Modelling the weather is a science if it is done based on extremely recent history, and the models are explanatory and accurate to within a relevant time horizon. If you use the same models to predict the weather next year, that's pseduoscience.
Pseudoscience is often deeply apparently scientific -- resuing all the same statsitical formulae, etc. -- this is a charade. It is reality which decides that these techniques are broken, not the techniques themselves.
Sure, and you’re welcome to have personal preferences. My point is just that “hard science” sounds like an objective term but it’s neither well-defined nor objective. Calling it “specialties which mjburgess likes” would be just meaningful.
Correct. But the problem for these areas is that they cannot operationalise "works", because there's no causal theory. There's literally just "measure this, measure that, assume some unknown mechainms with extremely strong properties that we have no evidence for ..."
So we're in a very very bad situation in these cases. It isnt that mere speculation is invovled as an input, its that mere speculation is the output.
Not really my experience when helping on, for example, gene array data analyses: there's often a lot of causal theory (or at least hardened hypotheses) developed going into the experiments. People don't just randomly measure things.
Sorry, but what is an "operationalizable theory of causal mechanisms" other than the ability to control causes?
I guess, there is rather little hard science done in the world then/a lot of science is speculative in your view (maybe only most of mathematics would survive if it were a science).
There's a lot of science: chemistry, physics, some biology -- etc.
Mathematics isnt a science at all, since its a study of number not of cause: there is no inferential gap between measures and their causes in mathematics, because there are no measures.
> operationalizable theory of causal mechanisms
A theory whose terms refer, at some point, to measurable variables that can in some contexts be controlled. So, eg., you might have a theory of light which tells you necessarily how to adjust for some lighting effect in some experiment, even if you cannot control it in that experiment.
The key relation that Science has is Necessity, since it is a study of cause. If your "science" has no means of obtaining necessary relata between physical objects, then it's not a science.

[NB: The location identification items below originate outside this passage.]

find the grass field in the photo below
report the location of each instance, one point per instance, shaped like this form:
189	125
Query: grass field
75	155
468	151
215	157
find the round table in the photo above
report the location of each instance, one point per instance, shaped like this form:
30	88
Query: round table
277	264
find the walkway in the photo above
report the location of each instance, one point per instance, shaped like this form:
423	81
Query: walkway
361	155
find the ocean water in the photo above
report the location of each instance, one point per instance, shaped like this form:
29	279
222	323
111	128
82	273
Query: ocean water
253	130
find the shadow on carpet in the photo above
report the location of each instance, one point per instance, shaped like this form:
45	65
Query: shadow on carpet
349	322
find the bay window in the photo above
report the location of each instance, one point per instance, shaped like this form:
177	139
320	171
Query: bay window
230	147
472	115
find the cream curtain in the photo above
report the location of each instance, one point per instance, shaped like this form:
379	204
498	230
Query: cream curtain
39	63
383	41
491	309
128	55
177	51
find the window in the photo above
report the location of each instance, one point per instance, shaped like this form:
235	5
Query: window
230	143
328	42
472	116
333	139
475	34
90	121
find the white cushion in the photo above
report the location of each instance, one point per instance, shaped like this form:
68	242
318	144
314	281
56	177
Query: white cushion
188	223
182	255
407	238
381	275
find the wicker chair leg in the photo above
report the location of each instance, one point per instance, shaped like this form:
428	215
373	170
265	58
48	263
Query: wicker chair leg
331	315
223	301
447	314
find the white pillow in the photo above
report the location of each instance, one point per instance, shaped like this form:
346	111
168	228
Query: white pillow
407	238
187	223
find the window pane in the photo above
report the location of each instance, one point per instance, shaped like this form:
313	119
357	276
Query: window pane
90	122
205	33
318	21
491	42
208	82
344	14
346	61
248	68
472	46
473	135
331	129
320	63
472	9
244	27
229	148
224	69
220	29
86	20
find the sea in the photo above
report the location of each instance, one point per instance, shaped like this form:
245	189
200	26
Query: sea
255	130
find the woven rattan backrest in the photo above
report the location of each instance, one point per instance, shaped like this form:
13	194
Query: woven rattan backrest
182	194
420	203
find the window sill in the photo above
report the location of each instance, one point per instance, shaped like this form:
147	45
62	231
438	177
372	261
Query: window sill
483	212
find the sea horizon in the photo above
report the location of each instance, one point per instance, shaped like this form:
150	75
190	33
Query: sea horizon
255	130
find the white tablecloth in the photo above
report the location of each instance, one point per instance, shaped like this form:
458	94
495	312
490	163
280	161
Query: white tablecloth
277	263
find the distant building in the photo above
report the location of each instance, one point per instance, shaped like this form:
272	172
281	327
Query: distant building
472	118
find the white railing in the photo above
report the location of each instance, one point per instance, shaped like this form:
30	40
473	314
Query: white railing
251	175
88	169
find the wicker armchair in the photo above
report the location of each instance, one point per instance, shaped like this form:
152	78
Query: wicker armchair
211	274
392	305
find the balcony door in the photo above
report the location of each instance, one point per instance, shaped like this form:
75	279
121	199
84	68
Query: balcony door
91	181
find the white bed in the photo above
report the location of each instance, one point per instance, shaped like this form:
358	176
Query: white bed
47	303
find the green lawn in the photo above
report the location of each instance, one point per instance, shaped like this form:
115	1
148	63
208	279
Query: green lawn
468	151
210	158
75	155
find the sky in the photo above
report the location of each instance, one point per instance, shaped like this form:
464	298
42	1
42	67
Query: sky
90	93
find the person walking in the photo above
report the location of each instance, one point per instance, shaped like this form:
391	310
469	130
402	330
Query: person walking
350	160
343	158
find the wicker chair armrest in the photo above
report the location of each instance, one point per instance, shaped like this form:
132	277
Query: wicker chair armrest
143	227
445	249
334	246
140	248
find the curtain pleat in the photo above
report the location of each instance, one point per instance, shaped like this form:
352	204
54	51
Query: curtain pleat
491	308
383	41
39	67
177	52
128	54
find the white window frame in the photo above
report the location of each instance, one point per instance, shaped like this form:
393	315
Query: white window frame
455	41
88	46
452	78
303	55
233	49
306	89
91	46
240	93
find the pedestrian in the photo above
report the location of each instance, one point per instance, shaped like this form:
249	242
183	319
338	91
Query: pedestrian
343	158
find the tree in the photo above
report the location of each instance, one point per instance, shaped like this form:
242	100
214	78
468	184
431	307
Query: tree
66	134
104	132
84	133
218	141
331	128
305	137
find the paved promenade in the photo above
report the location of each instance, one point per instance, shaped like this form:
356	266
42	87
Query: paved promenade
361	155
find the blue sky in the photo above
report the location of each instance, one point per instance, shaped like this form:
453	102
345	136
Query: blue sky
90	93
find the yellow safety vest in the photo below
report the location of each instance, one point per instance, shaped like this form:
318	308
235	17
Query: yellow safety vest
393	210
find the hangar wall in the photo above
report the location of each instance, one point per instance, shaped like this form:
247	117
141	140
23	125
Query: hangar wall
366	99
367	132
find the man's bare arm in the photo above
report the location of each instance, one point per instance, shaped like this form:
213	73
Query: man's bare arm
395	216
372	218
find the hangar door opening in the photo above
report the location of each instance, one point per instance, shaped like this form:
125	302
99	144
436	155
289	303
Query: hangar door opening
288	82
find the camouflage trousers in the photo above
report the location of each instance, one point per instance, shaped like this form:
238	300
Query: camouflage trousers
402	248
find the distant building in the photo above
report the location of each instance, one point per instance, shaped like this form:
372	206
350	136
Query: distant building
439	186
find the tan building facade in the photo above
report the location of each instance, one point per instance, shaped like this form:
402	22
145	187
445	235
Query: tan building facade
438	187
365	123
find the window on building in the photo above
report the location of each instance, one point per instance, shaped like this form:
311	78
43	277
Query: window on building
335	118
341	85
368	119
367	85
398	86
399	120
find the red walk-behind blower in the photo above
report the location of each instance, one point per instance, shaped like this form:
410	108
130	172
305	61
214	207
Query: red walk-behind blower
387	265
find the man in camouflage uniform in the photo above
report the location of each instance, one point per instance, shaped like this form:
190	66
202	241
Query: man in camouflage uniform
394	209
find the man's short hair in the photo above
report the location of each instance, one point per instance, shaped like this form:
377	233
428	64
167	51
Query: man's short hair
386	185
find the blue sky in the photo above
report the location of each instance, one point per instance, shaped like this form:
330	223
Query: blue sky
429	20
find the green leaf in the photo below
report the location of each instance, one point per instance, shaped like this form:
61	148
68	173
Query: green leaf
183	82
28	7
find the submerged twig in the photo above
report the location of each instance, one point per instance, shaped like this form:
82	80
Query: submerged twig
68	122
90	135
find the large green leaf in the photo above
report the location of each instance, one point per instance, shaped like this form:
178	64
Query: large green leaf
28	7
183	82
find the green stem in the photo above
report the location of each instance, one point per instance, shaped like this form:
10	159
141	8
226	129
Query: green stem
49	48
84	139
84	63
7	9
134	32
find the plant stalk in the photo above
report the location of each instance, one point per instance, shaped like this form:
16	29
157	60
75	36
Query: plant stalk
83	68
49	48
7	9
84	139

> there is no inferential gap between measures and their causes in mathematics, because there are no measures
That's not true. For example in researching prime numbers, mathematicians carry out simulations and produce observational results from those simulations, without having a fully-proven formal theory to support the results.
So not being able to control a cause in an experiment is fine then - how is that not speculative science in that experiment if the theory isn't a theory of everything (and it still could be wrong!)?
I'm not trying to equate science with "perfect knowledge". I'm simply saying that if you open a physics textbook you'll find causal theories. These cannot, often, be tested in a wide variety of experimental setups. Instead they are used to design the experiments, and sometimes, post-facto, adjust the measures based on these theories.
This is perfectly fine. And it does make science in some minimal literal sense "speculative".
My issue is with an extreme depature from this method. Where you open a psychology textbook and there are no causal theories, no quantification of the number and nature of causes, and hence no way of designing experiments with controls, and so on.
This kinds of activity may, at some great distance, resemble each other -- but one is capable of reliably producing knowldge (even if in small quantity), and the other is not. That latter mechanism produces, imv, at least as much wholesale nonesense.
To get to causal theories from hypotheses needs a lot experiments that were somewhat speculative then. And, yes, there are well and poorly designed experiments (and analyses) but I don't think the speculative nature prior to having a theory is what necessarily separates them.